Hello Team,
I am working on the aodt v1.2 and right now I am able to work on a backend GPU of A100. I would like to know what setting do i need to tweak so that I can use both of the GPU’s in the A100 server card.
My setting currently is
env:
- name: AODT_SIM_GPU
value: ‘1’
- name: NVIDIA_VISIBLE_DEVICES
value: ‘1’
- name: NVIDIA_DRIVER_CAPABILITIES
value: ‘all’
i tried setting the visible devices to ‘0,1’. The pod then shows both GPU’s but i can clearly see that 1 GPU is free and not used.
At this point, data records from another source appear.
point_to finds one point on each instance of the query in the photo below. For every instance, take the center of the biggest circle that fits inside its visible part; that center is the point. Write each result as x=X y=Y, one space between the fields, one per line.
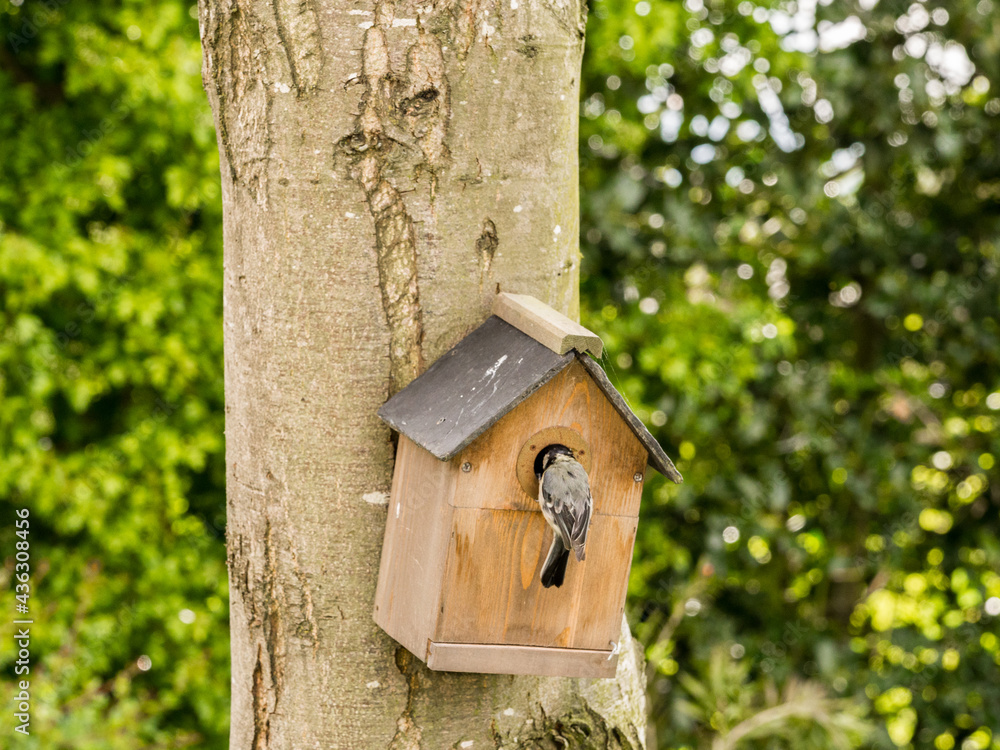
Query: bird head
x=549 y=455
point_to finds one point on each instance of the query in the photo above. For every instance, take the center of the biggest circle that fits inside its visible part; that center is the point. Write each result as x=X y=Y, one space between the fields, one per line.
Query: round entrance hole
x=536 y=443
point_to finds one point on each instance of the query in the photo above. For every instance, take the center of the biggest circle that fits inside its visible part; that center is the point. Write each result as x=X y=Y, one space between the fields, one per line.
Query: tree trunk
x=386 y=169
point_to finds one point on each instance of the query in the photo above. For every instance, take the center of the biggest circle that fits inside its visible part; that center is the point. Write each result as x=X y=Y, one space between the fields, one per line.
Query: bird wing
x=568 y=503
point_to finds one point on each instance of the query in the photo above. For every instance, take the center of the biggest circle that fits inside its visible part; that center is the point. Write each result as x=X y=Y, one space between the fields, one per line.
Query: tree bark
x=386 y=169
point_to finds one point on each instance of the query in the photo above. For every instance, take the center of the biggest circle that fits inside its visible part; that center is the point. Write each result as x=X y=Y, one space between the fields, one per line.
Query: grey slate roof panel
x=467 y=390
x=481 y=379
x=658 y=458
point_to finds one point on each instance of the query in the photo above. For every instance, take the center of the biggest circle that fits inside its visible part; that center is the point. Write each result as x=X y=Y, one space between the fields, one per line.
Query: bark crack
x=398 y=118
x=298 y=30
x=261 y=718
x=486 y=247
x=408 y=733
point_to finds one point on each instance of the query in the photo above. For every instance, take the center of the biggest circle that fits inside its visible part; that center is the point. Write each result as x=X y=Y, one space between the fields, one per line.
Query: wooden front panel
x=570 y=399
x=415 y=548
x=492 y=593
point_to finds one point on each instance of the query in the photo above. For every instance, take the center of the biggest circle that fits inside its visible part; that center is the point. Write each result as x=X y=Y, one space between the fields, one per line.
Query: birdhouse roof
x=481 y=379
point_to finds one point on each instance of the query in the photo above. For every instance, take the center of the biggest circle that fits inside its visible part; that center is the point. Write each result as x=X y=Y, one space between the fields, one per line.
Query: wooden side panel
x=415 y=548
x=553 y=662
x=492 y=593
x=545 y=325
x=570 y=399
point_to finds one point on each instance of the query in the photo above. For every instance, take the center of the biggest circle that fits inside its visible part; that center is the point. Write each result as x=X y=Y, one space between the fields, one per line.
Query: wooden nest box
x=465 y=538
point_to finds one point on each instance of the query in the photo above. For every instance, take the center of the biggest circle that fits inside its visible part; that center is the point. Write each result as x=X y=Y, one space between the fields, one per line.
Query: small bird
x=564 y=495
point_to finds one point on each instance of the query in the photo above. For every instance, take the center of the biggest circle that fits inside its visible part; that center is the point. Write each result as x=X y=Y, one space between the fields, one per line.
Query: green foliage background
x=792 y=255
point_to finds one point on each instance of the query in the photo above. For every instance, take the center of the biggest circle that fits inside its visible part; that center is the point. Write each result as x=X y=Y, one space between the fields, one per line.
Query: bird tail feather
x=554 y=569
aerial@nucleus-omni-worker-96dbdc996-z7ndd:/aodt/aodt_sim/build$ nvidia-smi
Mon Mar 3 05:11:28 2025
±----------------------------------------------------------------------------------------+
| NVIDIA-SMI 550.90.07 Driver Version: 550.90.07 CUDA Version: 12.6 |
|-----------------------------------------±-----------------------±---------------------+
| GPU Name Persistence-M | Bus-Id Disp.A | Volatile Uncorr. ECC |
| Fan Temp Perf Pwr:Usage/Cap | Memory-Usage | GPU-Util Compute M. |
| | | MIG M. |
|=========================================+========================+======================|
| 0 NVIDIA A100 80GB PCIe On | 00000000:DA:00.0 Off | 0 |
| N/A 53C P0 86W / 300W | 919MiB / 81920MiB | 0% Default |
| | | Disabled |
±----------------------------------------±-----------------------±---------------------+
| 1 NVIDIA A100 80GB PCIe On | 00000000:DB:00.0 Off | 0 |
| N/A 41C P0 43W / 300W | 4MiB / 81920MiB | 0% Default |
| | | Disabled |
±----------------------------------------±-----------------------±---------------------+
Thanks,
Sujith.